I never knew that this group existed, and so I’ve been digging up everything I can about them.  There is a Schwenkfelder Library, which has a Word Press blog.  One of the articles says:

The oldest records of the concerns of the Schwenkfelder community in Pennsylvania can be found in the minutes of the Schwenkfelder General Conference. General Conference minutes are a historical record of the discussions and concerns within the church such as: monetary distributions out of the Schwenkfelder church charity fund, interactions with the 19th century Schwenkfelder historian Oswald Kadelbach, questions arising as to whether or not an “outsider” can become a member of the society, and many rules and regulations about marriage and dress.

Isn’t this always the big question for a religious group?  What are the requirements to be considered part of the in-group?  Should we let outsiders join in?  If we do, how much do they have to conform to our ways?  Which of our traditions and habits are essential to be “us” and which can we dispense with?

As I also mentioned in my posts, I’ve been reading the letters of St.
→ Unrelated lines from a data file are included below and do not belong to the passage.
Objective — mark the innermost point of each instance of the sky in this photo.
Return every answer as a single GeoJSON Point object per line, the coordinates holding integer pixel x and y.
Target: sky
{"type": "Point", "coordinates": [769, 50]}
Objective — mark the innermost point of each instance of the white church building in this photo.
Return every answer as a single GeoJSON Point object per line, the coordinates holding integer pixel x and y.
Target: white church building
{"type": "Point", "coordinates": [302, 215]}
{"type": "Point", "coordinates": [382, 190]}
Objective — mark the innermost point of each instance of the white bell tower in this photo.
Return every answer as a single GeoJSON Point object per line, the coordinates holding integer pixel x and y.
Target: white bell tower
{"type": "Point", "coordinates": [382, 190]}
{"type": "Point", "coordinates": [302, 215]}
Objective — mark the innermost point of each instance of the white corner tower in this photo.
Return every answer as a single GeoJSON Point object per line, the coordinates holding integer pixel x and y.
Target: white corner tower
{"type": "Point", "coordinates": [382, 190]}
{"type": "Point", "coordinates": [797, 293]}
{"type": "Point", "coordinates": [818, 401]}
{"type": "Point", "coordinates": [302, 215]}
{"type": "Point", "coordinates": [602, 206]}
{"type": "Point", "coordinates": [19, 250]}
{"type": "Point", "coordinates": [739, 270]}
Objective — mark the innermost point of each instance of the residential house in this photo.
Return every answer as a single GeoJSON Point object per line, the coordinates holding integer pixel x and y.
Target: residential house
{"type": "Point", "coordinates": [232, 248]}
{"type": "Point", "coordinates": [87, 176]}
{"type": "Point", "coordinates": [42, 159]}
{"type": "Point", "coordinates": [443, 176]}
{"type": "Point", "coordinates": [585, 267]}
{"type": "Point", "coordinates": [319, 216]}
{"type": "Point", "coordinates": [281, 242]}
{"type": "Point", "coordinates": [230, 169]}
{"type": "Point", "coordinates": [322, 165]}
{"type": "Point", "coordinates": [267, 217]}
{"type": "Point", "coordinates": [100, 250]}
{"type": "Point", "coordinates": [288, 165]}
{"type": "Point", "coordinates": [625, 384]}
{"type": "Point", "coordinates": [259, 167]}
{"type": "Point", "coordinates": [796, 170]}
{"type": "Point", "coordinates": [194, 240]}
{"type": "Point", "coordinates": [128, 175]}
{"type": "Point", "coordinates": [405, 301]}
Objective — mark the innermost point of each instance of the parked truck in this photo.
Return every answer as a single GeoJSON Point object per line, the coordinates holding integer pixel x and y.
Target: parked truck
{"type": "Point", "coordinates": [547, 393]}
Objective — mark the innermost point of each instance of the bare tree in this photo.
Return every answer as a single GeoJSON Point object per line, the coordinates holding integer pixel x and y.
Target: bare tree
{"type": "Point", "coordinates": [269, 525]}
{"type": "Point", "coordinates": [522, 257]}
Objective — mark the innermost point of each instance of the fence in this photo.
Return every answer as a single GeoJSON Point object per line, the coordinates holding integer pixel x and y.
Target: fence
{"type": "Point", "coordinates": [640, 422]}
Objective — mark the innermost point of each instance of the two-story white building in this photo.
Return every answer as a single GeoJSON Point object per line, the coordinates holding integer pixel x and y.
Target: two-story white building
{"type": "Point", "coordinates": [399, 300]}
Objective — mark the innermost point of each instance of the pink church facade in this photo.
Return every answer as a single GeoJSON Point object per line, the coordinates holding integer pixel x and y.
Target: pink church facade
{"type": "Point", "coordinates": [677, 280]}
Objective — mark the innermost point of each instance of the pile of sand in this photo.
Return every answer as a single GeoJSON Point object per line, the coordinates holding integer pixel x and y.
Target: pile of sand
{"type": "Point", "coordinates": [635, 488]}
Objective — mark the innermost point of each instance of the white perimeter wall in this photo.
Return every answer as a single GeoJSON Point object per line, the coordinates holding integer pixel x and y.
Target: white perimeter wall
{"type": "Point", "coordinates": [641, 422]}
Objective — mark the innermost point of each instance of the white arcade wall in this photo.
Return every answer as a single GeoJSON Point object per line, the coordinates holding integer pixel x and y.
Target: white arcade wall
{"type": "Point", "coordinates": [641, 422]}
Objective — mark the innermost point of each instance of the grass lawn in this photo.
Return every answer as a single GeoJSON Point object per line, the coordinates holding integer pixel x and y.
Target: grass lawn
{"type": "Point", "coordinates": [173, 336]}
Paul in the New Testament and he wrestles with exactly the same issues.  Can gentiles join in?  If they do, do they have to follow our dietary laws and be circumcised?  If we say they do not, does that mean we have changed what it means to be “us?”

It is the question behind my post yesterday about a church firing a musician because he was gay.  This is “not us.”  Being “us” means not being gay.

I came across it in a review of my novel.  The character of Ian, who is alienated from the church, starts to learn more about Christianity when he is hired to be a custodian at a church.  The reviewer did not approve of non-Christians working in a Christian church, even as a custodian.

What are the boundaries?  Who is allowed in?  What do you have to do to be an insider?

It’s just the nature of things.  Any kind of group has to define some sort of definition of what it is and is not to have any kind of meaning.  Arguments over who is an insider and who is an outsider are part of the territory.